Bonn will auch Fahrrad-Hauptstadt werden.

Engel: Ganz ehrlich, die Situation für Fahrradfahrer ist schlecht. Allein, wenn man mal versucht aus dem Norden in den Süden zu kommen: Über den Hauptbahnhof ist es super schwierig, man darf nicht über den Busbahnhof fahren. In der Unterführung müsste man absteigen, wenn man vorher links fährt ist es eine Einbahnstraße. Dadurch, dass die Bahnstrecke Bonn teilt, hat man da auch Schwierigkeiten, wenn man die Seiten ohne Schranken wechseln will. Das könnte man verbessern, zumal 2017 ja auch die Fahrradmitnahme in Bussen und Bahnen tagsüber eingeschränkt wurde. Da wurde völlig ignoriert, dass wir keine Campus-Uni haben, sondern alles weit verstreut ist.

Und wie sieht es mit dem Ausgehen aus?

Engel: Ich selbst war noch nie in einem Club in Bonn. Aber es gibt ja genügend Fachschaftspartys, zum Beispiel in den Erstiwochen.

Was läuft gut in Bonn?

Engel: Das wurde ich letztens im Hochschulrat schon einmal gefragt. Es gibt Konzepte und Visionen. Das ist was gutes. Aber das wird sich noch lange hinziehen.

Und was läuft schlecht?

Engel: Es gibt kaum einen Hörsaal, in dem die Mikrofone zuverlässig funktionieren. Die alten Gebäude sind, sagen wir mal, speziell. In anderen Städten wurde vieles in den 1980ern gebaut. Das ist dann zwar nicht so hübsch, aber noch einigermaßen in Schuss. In diesem Jahr wurde das dritte Obergeschoss im Hauptgebäude gesperrt, wo es dann einen offenen Brief der Fakultäten gab, weil man einfach diese Lehrräume brauchte. Da wurde zwar eine Lösung gefunden, aber das prinzipielle Problem, dass es Mängel gibt, bleibt bestehen.

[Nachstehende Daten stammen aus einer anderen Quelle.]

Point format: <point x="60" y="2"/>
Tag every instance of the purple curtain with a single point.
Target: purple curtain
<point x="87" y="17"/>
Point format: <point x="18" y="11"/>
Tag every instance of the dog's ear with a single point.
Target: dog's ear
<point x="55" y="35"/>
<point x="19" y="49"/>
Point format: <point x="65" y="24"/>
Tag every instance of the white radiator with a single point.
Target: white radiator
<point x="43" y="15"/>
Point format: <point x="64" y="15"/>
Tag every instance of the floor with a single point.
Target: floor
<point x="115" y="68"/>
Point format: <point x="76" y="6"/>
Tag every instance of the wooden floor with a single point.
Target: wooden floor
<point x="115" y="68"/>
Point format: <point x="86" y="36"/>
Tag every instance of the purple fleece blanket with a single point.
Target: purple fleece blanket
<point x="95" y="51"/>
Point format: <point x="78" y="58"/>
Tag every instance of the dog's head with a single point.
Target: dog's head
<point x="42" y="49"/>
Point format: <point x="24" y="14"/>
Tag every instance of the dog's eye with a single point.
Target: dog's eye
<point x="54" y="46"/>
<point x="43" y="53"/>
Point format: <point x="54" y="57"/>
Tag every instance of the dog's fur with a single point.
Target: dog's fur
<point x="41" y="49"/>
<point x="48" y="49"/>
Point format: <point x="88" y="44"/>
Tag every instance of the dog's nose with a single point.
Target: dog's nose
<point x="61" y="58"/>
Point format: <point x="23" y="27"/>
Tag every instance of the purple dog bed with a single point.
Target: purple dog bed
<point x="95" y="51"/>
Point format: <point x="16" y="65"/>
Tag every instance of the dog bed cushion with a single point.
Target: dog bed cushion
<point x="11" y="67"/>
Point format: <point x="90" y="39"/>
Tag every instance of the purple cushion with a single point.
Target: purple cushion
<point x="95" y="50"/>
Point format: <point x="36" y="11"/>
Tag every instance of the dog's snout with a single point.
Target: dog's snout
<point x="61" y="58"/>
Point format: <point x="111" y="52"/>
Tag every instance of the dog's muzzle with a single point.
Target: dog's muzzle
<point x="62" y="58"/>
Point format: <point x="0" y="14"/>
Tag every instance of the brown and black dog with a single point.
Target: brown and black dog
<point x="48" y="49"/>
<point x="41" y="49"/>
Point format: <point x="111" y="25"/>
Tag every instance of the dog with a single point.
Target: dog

Und das ist nicht nur im Hauptgebäude so.

Gibt es dafür Konzepte?

Engel: Es wird gerade sehr viel investiert wie zum Beispiel am neuen Campus Poppelsdorf – auch im Zuge der Exzellenz-Strategie. Aber das werde ich wahrscheinlich nicht mehr erleben. Viele Dinge brauchen eben sehr lange. Im vergangenen Jahr ist aufgefallen, dass viele Gebäude überhaupt nicht barrierefrei sind. Dann haben wir mal nachgefragt und es gab gar keinen richtigen Plan, wo überall noch Barrieren sind. Ziel der Exzellenz muss auch sein, dass die Uni für alle zugänglich ist. In Bonn herrscht immer eine gewisse Zurückhaltung, weil die Uni-Leitung alle mitnehmen will. Das zieht sich.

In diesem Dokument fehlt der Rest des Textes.